Benton catches the deliberate flash of young flesh, the pale recesses of high inner thighs. He does not look or react the way most men would.
“Why do you care?” she asks him, and she has asked him this every morning since she got here.
“It makes you feel better, doesn’t it, Henri?”
She nods, staring at him like a cobra.
“Little things are important. Eating, sleeping, being clean, exercise. Regaining control.”
“I heard you talking to someone,” she says.
“That’s a problem,” he replies, his eyes steady on hers over the rim of his glasses, the legal pad in his lap as before, but there are more words on it, the words “Black Ferrari” and “without permission” and “was followed from the camp, likely” and “point of contact, the black Ferrari.”
He says, “Private conversations are supposed to be just that. Private. So we need to go back to our original agreement, Henri. Do you remember what it was?”
She pulls off her slippers and drops them on the carpet. Her delicate bare feet are on the chair cushion, and when she bends over to study them, the red robe falls open slightly. “No.” Her voice is barely audible and she shakes her head.
“I know you remember, Henri.” Benton repeats her name often to remind her who she is, to personalize what has been depersonalized and, in some regards, irrevocably damaged. “Our agreement was respect, remember?”
She bends more deeply and picks at an unpainted toenail, her stare fixed on what she is doing, her nakedness beneath her robe offered to him.
“Part of having respect is allowing each other privacy. And modesty,” he says, quietly. “We’ve talked about boundaries a lot. Violating modesty is a violation of boundaries.”
Her fr
ee hand crawls up to her chest and gathers the robe together while she continues to study and manipulate her toes. “I just woke up,” she says, as if this explains her exhibitionism.
“Thank you, Henri.” It is important for her to believe that Benton does not want her sexually, not even in his fantasies. “But you didn’t just get up. You got up, came in, and we talked, and then you took a shower.”

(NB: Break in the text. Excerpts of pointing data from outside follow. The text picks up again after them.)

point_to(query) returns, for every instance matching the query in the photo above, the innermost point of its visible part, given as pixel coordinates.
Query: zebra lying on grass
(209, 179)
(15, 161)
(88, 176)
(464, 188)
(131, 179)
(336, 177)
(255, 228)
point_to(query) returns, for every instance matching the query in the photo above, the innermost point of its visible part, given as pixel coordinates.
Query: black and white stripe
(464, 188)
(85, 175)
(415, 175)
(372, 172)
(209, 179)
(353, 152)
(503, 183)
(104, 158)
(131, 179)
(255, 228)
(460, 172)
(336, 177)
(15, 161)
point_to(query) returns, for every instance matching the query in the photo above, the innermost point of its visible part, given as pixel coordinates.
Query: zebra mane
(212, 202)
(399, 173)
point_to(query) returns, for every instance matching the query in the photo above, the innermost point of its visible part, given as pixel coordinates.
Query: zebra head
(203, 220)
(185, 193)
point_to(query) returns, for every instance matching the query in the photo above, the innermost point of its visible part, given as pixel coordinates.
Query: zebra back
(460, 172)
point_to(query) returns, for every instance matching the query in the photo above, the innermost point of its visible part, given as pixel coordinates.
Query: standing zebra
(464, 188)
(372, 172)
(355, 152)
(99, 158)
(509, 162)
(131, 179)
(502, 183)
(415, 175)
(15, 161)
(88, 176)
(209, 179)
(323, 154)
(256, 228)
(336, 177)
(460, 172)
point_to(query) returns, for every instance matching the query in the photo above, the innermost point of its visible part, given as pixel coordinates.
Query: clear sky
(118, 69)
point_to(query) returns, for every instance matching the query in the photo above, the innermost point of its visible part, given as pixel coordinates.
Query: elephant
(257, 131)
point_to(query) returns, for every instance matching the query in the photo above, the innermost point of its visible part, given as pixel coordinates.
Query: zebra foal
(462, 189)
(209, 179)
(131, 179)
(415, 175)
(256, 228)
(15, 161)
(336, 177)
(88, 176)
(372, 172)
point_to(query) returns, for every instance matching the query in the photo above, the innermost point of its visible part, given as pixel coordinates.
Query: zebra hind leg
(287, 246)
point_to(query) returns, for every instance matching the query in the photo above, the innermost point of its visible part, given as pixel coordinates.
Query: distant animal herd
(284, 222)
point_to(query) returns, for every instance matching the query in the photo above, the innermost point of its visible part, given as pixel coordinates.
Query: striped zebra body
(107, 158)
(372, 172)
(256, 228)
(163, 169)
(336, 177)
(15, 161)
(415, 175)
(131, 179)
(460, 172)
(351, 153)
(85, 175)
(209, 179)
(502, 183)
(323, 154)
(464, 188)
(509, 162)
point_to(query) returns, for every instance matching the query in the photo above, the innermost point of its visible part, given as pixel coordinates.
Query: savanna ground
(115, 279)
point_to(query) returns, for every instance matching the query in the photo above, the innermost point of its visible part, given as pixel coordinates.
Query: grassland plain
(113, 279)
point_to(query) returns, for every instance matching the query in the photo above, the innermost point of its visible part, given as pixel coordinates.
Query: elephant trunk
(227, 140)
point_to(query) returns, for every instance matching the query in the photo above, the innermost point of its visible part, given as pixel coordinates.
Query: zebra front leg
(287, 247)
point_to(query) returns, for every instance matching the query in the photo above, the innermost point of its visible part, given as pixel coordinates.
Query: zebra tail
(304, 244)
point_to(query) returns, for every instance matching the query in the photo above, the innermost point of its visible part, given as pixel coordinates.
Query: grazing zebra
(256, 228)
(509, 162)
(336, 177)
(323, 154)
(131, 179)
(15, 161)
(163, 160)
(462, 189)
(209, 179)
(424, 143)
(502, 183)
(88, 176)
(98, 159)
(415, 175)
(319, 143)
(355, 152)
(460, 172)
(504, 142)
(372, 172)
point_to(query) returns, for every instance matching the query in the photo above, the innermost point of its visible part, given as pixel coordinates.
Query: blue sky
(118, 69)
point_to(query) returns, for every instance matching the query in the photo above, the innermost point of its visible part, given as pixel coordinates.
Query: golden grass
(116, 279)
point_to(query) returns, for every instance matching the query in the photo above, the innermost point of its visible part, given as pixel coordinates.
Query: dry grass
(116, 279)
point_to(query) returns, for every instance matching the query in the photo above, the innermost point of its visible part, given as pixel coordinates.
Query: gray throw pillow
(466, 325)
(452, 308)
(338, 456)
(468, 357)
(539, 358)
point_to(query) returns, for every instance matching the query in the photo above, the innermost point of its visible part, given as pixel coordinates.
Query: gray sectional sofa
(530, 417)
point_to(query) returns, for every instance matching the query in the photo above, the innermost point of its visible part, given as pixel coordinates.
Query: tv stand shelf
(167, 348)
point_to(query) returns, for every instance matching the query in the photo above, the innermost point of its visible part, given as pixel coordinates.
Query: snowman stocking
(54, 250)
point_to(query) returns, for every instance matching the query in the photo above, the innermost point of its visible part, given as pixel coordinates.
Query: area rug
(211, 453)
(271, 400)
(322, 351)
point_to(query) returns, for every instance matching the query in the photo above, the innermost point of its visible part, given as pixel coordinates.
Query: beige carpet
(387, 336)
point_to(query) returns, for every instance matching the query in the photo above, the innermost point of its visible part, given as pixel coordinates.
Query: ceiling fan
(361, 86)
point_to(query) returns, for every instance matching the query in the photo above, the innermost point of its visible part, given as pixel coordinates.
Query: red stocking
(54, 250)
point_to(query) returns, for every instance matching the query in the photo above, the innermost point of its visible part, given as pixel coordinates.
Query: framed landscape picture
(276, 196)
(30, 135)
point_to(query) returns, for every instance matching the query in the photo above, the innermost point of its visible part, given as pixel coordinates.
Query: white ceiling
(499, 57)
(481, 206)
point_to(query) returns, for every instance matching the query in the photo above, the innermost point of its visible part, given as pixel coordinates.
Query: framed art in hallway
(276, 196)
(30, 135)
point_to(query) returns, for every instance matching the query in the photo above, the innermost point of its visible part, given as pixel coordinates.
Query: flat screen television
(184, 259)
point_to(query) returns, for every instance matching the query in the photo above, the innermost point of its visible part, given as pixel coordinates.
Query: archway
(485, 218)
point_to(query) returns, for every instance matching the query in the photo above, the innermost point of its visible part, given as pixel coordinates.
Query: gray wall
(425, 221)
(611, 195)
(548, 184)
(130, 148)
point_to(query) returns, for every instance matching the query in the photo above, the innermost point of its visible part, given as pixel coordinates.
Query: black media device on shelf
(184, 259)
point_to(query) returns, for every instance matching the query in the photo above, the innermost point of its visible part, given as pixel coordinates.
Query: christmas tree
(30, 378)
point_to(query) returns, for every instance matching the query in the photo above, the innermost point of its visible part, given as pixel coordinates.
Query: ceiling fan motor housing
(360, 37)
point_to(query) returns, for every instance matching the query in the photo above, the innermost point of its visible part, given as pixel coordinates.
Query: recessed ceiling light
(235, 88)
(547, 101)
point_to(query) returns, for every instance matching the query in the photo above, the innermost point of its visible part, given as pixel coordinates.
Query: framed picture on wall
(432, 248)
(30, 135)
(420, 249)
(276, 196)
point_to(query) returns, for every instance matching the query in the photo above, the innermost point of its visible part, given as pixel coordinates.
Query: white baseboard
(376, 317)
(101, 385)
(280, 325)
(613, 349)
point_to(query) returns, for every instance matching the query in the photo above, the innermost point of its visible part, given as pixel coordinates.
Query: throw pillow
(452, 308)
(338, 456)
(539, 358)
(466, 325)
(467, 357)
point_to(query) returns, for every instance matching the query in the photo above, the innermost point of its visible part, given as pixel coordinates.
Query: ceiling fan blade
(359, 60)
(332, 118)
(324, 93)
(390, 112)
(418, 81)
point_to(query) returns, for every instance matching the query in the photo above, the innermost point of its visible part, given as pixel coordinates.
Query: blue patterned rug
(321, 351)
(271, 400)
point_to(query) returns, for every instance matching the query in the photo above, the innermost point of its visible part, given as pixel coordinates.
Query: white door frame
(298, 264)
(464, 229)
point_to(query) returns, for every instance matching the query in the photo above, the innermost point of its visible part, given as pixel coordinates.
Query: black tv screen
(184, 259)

“My name isn’t Henri,” she says.
“What would you like me to call you?”
“Nothing.”
“You have two names,” he says. “You have the name you were christened at birth and the name you used in your acting career and still use.”
“Well, I’m Henri, then,” she says, looking down at her toes.
“So I’ll call you Henri.”
She nods, looking at her toes. “What do you call her?”
Benton knows who she means but he doesn’t answer.
“You sleep with her. Lucy’s told me all about it.” She emphasizes the word “all.”
Benton feels a flash of anger but he doesn’t show it. Lucy would not have told Henri all about his relationship with Scarpetta. No, he reminds himself. This is Henri goading him again, testing his boundaries again. No, crashing through his boundaries again.
“How come she’s not here with you?” Henri asks. “It’s your vacation, isn’t it? And she’s not here. A lot of people don’t have sex after a while. That’s one reason I don’t want to be with anyone, not for long. No sex. Usually after six months, people stop having sex. She’s not here because I am.” Henri stares at him.
“That’s correct,” he replies. “She’s not here because you are, Henri.”
“She must have been mad when you told her she couldn’t come.”
“She understands,” he says, but now he isn’t being entirely honest.
Scarpetta understood and she didn’t. You can’t come to Aspen right now, he told her after he got Lucy’s panicked phone call. I’m afraid a case has come up and I have to deal with it.